The Goths (Gothic: *Gut-þiuda, *, Gutans; Old Norse: Gutar/Gotar; Latin: Gothi; Greek: Γότθοι, Gótthoi) were an East Germanic people, two of whose branches, the Visigoths and the Ostrogoths, played an important role in the fall of the Western Roman Empire and the emergence of Medieval Europe.

An important source of knowledge of the Goths is Getica, a semi-fictional account, written in the 6th century by the Roman historian Jordanes, of their migration from southern Scandza (Scandinavia), into Gothiscandza—believed to be the lower Vistula region in modern Pomerania—and from there to the coast of the Black Sea. Archaeological evidence from the Pomeranian Wielbark culture and the Chernyakhov culture, northeast of the lower Danube, confirms that some such migration did in fact take place. In the 3rd century, the Goths crossed either the lower Danube or the Black Sea, ravaged the Balkans and Anatolia as far as Cyprus, and sacked Athens, Byzantium, and Sparta. By the 4th century, the Goths had captured Dacia, and were divided into at least two distinct groups separated by the Dniester River, the Thervingi (led by the Balti dynasty) and the Greuthungi (led by the Amali dynasty).

The Goths dominated a vast area, which at its peak under the King Ermanaric and his sub-king Athanaric possibly extended all the way from the Danube to the Ural Mountains, and from the Black to the Baltic Sea. In the late 4th century, the Huns came from the east and invaded the region controlled by the Goths. Although the Huns successfully subdued many of the Goths, who joined their ranks, a group of Goths led by Fritigern fled across the Danube. They then revolted against the Roman Empire, winning a decisive victory at the Battle of Adrianople. By this time the Gothic missionary Wulfila, who devised the Gothic alphabet to translate the Bible, had converted many of the Goths from paganism to Arian Christianity. In the 4th, 5th, and 6th centuries the Goths separated into two main branches, the Visigoths, who became federates of the Romans, and the Ostrogoths, who joined the Huns.

After the Ostrogoths successfully revolted against the Huns at the Battle of Nedao in 454, their leader Theodoric the Great settled his people in Italy, founding a kingdom which eventually gained control of the whole peninsula. Shortly after Theodoric’s death in 526, the country was captured by the Byzantine Empire, in a war that devastated and depopulated the peninsula.[9] After their able leader Totila was killed at the Battle of Taginae, effective Ostrogothic resistance ended, and the remaining Goths were assimilated by the Lombards, another Germanic tribe, who invaded Italy and founded a kingdom in the northern part of the country in 567 AD.

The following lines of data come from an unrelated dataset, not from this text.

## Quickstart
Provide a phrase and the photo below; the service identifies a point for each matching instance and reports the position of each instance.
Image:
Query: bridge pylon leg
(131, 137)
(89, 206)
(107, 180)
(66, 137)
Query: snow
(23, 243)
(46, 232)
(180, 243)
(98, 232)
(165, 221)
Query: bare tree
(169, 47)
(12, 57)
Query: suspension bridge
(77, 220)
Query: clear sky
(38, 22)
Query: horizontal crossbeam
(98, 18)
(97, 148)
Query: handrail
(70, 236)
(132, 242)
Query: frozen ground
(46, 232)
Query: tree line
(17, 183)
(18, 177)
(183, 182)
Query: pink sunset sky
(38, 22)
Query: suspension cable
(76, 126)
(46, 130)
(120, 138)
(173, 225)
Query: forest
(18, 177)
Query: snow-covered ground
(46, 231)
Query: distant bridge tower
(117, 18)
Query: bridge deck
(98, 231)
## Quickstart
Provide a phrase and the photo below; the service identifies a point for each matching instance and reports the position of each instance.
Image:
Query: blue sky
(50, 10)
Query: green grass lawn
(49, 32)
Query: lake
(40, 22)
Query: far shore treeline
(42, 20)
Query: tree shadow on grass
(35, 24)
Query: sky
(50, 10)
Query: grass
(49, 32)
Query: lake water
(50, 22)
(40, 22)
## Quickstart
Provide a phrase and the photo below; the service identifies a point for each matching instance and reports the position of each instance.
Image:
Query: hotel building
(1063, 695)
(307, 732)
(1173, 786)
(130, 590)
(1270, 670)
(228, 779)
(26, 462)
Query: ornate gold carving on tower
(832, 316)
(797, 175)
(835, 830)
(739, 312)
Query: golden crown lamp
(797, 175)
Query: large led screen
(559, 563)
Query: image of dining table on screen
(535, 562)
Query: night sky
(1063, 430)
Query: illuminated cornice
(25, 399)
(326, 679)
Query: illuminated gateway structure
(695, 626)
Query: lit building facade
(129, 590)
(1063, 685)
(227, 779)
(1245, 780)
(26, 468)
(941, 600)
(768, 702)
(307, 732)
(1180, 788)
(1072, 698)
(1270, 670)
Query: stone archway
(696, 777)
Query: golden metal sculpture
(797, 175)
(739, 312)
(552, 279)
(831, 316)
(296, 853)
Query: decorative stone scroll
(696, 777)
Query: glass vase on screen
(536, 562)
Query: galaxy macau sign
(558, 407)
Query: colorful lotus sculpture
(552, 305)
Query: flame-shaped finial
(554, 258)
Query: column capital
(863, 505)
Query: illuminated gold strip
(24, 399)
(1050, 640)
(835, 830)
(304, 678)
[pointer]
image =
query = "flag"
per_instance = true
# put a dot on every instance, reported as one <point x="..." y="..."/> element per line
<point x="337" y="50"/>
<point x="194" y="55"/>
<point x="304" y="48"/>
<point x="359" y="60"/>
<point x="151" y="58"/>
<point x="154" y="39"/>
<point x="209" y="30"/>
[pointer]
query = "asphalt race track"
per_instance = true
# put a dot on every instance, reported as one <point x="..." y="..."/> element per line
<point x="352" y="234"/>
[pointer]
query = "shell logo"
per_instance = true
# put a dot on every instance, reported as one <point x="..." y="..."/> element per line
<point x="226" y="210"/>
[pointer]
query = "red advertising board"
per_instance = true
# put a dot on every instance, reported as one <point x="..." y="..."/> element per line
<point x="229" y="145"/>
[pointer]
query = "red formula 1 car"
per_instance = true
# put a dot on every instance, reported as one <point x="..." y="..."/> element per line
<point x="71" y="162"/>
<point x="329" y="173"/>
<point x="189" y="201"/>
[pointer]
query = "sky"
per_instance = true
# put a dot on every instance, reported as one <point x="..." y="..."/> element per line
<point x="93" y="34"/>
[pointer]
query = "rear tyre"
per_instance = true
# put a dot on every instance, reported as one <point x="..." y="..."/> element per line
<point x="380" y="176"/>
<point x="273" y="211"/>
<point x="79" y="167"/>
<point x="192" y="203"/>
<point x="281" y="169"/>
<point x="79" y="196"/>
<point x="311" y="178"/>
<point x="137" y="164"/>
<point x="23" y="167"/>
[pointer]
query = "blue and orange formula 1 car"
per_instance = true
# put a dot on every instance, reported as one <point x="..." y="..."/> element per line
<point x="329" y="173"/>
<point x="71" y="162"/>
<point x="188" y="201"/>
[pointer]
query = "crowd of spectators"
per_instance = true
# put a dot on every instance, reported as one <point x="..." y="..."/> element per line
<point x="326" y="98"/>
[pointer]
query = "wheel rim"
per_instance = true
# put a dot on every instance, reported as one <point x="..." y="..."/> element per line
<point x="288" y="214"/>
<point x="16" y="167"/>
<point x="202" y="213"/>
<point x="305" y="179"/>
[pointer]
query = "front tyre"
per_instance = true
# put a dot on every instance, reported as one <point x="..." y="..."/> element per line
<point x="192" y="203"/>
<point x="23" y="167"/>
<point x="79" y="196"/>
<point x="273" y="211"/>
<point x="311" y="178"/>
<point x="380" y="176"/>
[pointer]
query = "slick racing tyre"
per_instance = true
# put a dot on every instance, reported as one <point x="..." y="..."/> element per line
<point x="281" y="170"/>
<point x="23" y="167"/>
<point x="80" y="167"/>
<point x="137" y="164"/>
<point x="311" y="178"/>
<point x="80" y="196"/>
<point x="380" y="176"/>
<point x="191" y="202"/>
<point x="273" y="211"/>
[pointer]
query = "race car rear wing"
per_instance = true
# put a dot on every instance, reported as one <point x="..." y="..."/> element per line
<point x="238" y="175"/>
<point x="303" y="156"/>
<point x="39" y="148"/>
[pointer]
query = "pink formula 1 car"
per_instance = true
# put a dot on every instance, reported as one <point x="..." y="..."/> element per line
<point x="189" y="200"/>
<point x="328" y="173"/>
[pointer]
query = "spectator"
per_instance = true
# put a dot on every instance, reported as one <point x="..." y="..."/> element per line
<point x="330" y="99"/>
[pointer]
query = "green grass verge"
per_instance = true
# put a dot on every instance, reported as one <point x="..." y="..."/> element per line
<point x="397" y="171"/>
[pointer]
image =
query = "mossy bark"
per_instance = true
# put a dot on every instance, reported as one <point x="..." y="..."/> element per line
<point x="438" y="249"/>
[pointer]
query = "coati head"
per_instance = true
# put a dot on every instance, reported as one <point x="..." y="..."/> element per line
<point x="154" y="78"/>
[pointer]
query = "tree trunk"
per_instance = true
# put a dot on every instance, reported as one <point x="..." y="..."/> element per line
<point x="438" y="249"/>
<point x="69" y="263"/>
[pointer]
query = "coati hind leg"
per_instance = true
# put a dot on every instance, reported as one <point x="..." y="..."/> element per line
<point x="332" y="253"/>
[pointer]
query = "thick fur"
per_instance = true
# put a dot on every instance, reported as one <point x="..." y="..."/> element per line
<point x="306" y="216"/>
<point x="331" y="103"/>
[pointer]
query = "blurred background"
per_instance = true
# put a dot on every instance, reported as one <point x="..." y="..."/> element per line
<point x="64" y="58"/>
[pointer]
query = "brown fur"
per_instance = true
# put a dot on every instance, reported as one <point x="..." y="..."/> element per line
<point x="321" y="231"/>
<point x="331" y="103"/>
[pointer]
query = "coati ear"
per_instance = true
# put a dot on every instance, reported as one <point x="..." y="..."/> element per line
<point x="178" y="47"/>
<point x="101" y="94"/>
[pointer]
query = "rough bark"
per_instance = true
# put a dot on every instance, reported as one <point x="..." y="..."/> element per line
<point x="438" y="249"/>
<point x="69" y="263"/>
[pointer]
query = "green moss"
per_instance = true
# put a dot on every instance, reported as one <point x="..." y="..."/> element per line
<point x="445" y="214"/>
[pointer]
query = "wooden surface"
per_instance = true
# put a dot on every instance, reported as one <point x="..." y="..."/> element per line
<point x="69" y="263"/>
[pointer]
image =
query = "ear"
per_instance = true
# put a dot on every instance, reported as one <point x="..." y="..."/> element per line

The Visigoths sacked Rome under Alaric I in 410, defeated Attila at the Battle of the Catalaunian Plains under Theodoric I in 451, and founded a kingdom in Aquitaine. The Visigoths were pushed to Hispania by the Franks following the Battle of Vouillé in 507. By the late 6th century, the Visigoths had converted to Catholicism. They were conquered in the early 8th century by the Muslim Moors, but began to regain control under the leadership of the Visigothic nobleman Pelagius, whose victory at the Battle of Covadonga began the centuries-long Reconquista. The Visigoths founded the Kingdom of Asturias, which eventually evolved into modern Spain and Portugal.


Gothic language and culture largely disappeared during the Middle Ages, although its influence continued to be felt in small ways in some western European states. As late as the 16th century a small number of people in the Crimea may still have been speaking the Gothic language known as Crimean Gothic.